Le médecin humanitaire Raphaël Pitti, président de l’ONG « Humanité, Solidarité et Médecine », sur le plateau de « Quelle époque », sur France 2, le 10 mai 2025. (Capture d’écran Youtube / Quelle époque / utilisée conformément à l’article 27a de la loi sur le droit d’auteur)

C’est à ce moment-là que Thierry Ardisson a appuyé la comparaison esquissée par Raphaël Pitti.

« C’est exactement comme… c’est Auschwitz quoi ». « C’est fou que ce soit les Juifs… enfin les Israéliens, parce que les Juifs… », a-t-il dit avant d’être repris par l’animatrice Léa Salamé, qui n’a cependant pas rebondi sur la comparaison avec les camps d’extermination, mais a précisé : « Une partie des Israéliens ».

« Pendant la [Seconde Guerre mondiale], on nous dit : ‘On ne savait pas’. En fait ils savaient parce qu’ils survolaient les camps de concentration », a poursuivi Ardisson. « Mais là on est exactement dans la même situation. Nos petits-enfants nous diront que nous savions et que nous n’avons rien fait. On nous dira : ‘Mais vous saviez’. »

Des propos validés par l’animatrice qui ajoute : « vous saviez ce qui se passe à Gaza et vous n’avez rien fait » et aussi par la chanteuse Suzane qui acquiesce de la tête.

« J’attends que les Israéliens fassent leur révolution […] il faut que ce soit eux qui se débarrassent de Netanyahu. Je voudrais que ce soit eux […] ce serait bien pour leur âme », a renchéri le médecin…
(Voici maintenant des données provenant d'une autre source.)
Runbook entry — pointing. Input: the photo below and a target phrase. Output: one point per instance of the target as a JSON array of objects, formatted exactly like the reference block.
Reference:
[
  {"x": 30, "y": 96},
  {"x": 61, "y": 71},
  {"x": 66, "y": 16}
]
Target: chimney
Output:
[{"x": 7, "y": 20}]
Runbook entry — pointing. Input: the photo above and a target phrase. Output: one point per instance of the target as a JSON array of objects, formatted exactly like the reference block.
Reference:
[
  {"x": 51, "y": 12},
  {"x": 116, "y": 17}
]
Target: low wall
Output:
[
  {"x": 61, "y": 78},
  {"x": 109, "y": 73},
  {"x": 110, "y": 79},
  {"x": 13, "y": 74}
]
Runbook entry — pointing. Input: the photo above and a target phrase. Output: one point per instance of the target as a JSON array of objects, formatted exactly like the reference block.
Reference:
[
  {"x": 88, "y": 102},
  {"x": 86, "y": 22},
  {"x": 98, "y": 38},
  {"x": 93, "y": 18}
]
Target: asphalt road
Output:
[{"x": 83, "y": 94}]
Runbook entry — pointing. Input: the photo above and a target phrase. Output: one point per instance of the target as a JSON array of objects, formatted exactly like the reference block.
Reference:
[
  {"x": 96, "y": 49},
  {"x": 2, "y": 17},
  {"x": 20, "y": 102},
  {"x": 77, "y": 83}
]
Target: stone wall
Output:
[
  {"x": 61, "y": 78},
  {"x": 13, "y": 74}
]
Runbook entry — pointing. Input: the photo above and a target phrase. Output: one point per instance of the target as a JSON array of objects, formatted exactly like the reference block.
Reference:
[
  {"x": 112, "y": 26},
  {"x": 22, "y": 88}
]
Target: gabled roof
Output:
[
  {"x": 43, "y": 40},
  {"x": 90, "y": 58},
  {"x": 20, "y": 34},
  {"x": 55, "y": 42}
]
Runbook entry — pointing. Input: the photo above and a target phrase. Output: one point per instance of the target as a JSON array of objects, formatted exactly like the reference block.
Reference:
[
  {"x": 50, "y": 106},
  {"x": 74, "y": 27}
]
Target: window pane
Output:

« En Israël, il y a aujourd’hui cette population qui manifeste, et qui a manifesté d’ailleurs dès le lendemain du 7 octobre contre Netanyahu
aussi », a déclaré la journaliste Apolline de Malherbe, qui n’a pas non plus relevé la comparaison avec Auschwitz. Apolline de Malherbe est descendante de Justes parmi les nations. « C’est à eux en effet de faire évoluer les choses », a-t-elle dit, semblant appuyer la dernière phrase de Raphaël Pitti qui se dit en colère contre le président français qui ne fait que parler selon lui.

Le médecin balaye d’un revers de la main le fait avéré que le Hamas détourne l’aide à son profit et au détriment des Gazaouis dont des centaines ont d’ailleurs récemment manifesté contre le groupe terroriste. Pitti, qui dit avoir été à deux reprises à Gaza, assure que c’est l’UNWRA, l’agence controversée de l’ONU pour les réfugiés palestiniens, qui distribue l’aide, ignorant le rôle de certains de ses employés lors du pogrom et le manque de confiance d’Israël qui lui a depuis interdit de travailler.

L’avocat et essayiste Gilles-William Goldnadel a déclaré sur X que l’animateur lui avait adressé un communiqué, qu’il joint à son message, dans lequel Ardisson écrit : « Suite au bouleversant discours du Dr. Pitti, j’ai comparé Gaza à Auschwitz. L’émotion était sans doute trop forte et mon propos exagéré. Je prie mes amis juifs de bien vouloir me pardonner ».

« Je rappelle que dans ‘Quelle Époque’, j’ai commencé par m’émouvoir du sort réservé, par exemple, à Jérôme Guedj [insulté de « sioniste » lors de récentes manifestations, ndlr] et j’ai rappelé que c’est en 2004, soit dix ans avant que Manuel Valls n’interdise ses spectacles, que j’ai viré Dieudonné en direct de Tout le monde en parle parce qu’il rallumait la mèche de l’antisémitisme. Ma participation à la Marche contre l’antisémitisme le 12 novembre 2023, confirmait ma position », a-t-il encore écrit.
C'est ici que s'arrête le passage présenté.